The federal government will tip billions of dollars of additional investment into building new homes in next week's federal budget, as it chases a promise to build 1.2 million new homes by 2030.
An additional $1 billion will be spent on crisis and transitional accommodation for women and children fleeing family violence and for youth through the National Housing Infrastructure Facility.
The facility's scope was broadened to be able to fund social and affordable housing, as well as enabling infrastructure, and $700 million of the stepped-up funding will be dedicated to supporting crisis and transitional housing.
Prime Minister Anthony Albanese agreed at a meeting of National Cabinet on Friday to also provide $9.3 billion to states and territories over five years to provide support for homelessness, crisis support and to build and repair social housing.
The five-year deal effectively doubles the Commonwealth's contribution of homelessness funding to $400 million annually, which will be matched by states and territories.
Another $1 billion will be provided to the states and territories to build roads, sewers, energy and water supplies and other community infrastructure to speed up the home-building process.
The prime minister said the funding commitment was "less talk and more homes".
"This isn't about one suburb or one city or one state. It's a challenge facing Australians everywhere and it needs action from every level of government," Mr Albanese said.
Housing Minister Julie Collins said the new money would ease pressure on Australians "doing it tough".
"This will deliver more homes for home buyers, more homes for renters and more homes for Australians who need them," Ms Collins said.
The government also announced its intentions to force universities to increase their supply of student accommodation for domestic and international students.
Education Minister Jason Clare said the government would consult with the sector to drive more purpose-built student accommodation.
The funding will be detailed in next week's budget and will make up a significant part of the Albanese government's response to the ongoing housing crisis across the country.
Nationally rental vacancies have collapsed to 0.7 per cent, a record low, Domain data has shown, with the issue even worse in some cities.

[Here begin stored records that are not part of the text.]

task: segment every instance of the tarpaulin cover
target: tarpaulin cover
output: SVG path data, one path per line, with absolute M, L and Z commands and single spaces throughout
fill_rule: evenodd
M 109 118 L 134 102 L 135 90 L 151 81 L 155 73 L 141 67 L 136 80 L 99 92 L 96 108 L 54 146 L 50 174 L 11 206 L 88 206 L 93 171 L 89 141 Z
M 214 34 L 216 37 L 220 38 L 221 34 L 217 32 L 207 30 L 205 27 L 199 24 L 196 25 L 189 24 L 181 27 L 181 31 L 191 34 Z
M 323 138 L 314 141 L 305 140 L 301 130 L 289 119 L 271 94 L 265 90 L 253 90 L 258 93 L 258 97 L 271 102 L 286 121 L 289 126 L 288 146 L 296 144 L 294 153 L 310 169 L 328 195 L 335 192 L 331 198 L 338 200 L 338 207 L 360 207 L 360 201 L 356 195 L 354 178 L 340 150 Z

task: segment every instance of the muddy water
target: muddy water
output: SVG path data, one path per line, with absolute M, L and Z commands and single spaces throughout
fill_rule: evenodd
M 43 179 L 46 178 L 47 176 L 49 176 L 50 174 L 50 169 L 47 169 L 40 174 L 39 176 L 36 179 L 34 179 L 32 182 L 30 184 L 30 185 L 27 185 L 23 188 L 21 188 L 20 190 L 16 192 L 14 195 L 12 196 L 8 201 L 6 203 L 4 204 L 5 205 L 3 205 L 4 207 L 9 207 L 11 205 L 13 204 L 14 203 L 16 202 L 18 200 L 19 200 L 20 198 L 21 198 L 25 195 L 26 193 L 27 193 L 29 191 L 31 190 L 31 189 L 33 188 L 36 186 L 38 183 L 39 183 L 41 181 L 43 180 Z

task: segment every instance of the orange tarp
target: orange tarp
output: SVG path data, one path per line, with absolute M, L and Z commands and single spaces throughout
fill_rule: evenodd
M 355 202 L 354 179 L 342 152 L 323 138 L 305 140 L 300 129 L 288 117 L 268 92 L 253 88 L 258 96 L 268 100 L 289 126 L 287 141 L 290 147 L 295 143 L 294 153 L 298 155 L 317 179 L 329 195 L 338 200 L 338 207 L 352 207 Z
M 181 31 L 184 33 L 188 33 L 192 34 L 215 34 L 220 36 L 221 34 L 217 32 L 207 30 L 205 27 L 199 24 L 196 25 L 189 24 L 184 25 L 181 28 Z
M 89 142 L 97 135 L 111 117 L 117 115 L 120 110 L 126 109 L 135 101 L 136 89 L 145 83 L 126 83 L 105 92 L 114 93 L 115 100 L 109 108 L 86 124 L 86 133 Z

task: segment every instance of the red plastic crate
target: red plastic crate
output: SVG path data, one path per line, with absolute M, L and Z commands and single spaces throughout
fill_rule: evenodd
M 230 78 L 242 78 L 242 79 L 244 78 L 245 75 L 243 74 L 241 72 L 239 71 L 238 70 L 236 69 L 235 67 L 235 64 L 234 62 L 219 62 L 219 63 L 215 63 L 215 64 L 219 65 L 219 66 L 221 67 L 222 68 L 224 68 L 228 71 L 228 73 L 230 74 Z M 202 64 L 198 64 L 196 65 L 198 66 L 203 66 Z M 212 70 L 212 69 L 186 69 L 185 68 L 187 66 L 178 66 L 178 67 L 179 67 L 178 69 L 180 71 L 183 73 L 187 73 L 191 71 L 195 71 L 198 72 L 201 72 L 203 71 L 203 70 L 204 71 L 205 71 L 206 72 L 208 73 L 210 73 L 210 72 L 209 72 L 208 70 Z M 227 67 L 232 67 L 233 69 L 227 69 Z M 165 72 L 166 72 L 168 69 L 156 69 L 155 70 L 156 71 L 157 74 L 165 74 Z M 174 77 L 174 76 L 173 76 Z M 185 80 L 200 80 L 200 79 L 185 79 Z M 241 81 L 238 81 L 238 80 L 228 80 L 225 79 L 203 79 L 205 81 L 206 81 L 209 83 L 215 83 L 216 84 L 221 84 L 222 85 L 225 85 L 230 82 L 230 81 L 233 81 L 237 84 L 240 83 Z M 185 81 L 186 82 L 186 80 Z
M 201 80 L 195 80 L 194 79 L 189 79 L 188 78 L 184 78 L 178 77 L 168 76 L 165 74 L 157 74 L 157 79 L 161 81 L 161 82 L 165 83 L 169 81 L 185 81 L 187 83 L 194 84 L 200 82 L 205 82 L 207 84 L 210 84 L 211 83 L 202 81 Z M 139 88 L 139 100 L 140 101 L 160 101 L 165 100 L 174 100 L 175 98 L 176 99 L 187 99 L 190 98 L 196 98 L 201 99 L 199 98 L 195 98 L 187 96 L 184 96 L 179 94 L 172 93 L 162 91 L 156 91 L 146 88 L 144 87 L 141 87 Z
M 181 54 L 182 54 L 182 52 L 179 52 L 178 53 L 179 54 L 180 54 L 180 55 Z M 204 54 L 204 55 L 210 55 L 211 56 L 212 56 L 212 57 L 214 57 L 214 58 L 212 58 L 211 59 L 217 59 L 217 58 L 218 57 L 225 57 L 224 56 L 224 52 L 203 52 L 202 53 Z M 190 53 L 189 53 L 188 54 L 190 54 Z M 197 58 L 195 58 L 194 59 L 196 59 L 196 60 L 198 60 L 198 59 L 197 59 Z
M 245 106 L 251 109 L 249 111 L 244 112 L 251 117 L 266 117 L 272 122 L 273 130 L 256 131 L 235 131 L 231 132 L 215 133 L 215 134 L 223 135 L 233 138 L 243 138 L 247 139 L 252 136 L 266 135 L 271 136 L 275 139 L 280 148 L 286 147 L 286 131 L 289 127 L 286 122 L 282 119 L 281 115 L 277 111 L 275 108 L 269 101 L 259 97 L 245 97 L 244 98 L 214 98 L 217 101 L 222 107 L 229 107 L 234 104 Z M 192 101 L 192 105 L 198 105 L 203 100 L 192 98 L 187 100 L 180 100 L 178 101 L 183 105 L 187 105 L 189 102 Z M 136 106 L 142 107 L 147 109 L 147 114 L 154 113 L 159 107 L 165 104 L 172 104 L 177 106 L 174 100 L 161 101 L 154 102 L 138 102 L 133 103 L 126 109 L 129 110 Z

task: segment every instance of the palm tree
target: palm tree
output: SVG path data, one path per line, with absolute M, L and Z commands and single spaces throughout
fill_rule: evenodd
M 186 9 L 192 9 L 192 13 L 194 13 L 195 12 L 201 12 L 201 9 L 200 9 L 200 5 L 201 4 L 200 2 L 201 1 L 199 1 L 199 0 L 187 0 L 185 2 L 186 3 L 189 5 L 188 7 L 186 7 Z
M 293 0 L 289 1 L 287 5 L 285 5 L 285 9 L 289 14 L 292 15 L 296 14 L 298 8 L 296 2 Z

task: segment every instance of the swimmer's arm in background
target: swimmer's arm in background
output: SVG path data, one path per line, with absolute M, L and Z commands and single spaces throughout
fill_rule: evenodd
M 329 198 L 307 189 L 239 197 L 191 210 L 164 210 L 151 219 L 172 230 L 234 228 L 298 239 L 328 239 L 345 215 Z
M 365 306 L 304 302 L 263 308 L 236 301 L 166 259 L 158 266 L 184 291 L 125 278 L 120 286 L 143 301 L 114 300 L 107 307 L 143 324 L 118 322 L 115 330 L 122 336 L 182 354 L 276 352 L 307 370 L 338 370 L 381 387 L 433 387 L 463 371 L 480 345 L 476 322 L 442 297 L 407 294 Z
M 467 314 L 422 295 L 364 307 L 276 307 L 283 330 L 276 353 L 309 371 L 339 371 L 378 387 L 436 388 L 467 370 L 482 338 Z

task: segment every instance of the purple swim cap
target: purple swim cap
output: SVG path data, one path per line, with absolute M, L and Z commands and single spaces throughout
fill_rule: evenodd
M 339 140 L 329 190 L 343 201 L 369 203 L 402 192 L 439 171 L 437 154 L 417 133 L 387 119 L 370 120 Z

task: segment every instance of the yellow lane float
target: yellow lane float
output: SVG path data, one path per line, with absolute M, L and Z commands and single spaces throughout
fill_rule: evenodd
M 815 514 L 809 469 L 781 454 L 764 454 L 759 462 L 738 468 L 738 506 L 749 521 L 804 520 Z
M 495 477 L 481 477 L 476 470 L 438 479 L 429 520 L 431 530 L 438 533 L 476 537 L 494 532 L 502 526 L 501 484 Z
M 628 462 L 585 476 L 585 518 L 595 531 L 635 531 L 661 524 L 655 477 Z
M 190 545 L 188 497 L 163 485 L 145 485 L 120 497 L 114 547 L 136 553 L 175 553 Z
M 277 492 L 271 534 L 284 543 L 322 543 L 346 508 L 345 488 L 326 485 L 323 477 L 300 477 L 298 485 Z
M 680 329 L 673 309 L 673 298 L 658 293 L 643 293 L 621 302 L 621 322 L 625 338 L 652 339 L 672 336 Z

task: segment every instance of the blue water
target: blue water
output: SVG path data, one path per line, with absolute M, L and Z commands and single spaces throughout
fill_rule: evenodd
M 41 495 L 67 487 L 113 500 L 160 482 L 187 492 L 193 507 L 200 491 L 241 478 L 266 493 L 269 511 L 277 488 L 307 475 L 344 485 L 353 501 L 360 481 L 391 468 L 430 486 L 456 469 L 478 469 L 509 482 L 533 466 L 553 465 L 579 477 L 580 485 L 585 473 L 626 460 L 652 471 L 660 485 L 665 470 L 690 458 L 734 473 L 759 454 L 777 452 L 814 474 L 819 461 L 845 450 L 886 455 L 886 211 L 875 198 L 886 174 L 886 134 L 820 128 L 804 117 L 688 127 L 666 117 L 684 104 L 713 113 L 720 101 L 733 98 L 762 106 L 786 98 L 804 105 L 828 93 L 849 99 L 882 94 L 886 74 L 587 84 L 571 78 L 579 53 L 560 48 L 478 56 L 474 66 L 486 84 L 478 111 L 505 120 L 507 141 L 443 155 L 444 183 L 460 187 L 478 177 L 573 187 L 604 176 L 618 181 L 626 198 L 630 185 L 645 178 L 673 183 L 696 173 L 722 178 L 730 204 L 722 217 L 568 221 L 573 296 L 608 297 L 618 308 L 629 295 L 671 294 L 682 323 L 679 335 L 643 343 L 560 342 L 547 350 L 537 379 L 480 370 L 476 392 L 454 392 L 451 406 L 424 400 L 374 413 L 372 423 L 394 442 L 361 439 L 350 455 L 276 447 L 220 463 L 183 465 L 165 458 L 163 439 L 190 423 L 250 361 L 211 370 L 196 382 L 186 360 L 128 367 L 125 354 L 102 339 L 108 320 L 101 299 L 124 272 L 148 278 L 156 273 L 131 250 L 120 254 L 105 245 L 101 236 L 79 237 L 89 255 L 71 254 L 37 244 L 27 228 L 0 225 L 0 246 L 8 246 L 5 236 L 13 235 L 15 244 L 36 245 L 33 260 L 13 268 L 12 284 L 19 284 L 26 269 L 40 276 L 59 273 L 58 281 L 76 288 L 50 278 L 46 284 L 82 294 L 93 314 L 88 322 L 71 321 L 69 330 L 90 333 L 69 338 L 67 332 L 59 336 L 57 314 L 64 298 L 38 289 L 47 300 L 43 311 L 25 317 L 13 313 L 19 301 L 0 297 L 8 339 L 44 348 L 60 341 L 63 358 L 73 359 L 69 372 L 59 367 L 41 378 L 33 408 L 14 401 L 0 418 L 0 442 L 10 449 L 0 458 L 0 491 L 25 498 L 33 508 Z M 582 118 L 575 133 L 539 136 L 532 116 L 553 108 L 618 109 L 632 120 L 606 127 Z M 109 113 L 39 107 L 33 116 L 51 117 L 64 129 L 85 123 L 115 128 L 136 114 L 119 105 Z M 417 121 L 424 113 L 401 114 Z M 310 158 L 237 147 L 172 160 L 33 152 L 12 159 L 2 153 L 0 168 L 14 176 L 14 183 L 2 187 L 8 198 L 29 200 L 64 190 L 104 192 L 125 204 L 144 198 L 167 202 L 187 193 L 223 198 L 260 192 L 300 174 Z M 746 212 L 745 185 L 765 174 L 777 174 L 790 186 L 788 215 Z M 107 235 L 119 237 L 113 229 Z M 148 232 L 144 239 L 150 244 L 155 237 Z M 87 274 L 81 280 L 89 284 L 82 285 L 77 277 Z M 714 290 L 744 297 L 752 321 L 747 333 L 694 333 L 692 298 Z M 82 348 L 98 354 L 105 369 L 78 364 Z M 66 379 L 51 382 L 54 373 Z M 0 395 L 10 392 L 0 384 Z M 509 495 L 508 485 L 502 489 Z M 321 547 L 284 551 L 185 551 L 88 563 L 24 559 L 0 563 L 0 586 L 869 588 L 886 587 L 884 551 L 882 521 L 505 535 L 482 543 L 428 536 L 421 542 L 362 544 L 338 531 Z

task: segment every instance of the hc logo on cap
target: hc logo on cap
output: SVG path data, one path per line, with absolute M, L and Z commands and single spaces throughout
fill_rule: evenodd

Alongside inflation and multiple increases to interest rates decided by the Reserve Bank, it has helped to fuel rental price rises of 8.5 per cent compared to a year ago — on top of significant cost increases before that.
But despite the money being poured in by government, building approvals have been falling since the end of the COVID-19 pandemic, at the same time as an influx of returning overseas migrants has ramped up.
The funding announcement builds on $25 billion already committed to new housing investments, $10 billion of that in the Housing Australia Future Fund designed to help build 30,000 social and affordable rental homes.
A $5.5-billion "Help to Buy" scheme is yet to win enough support to be passed in parliament.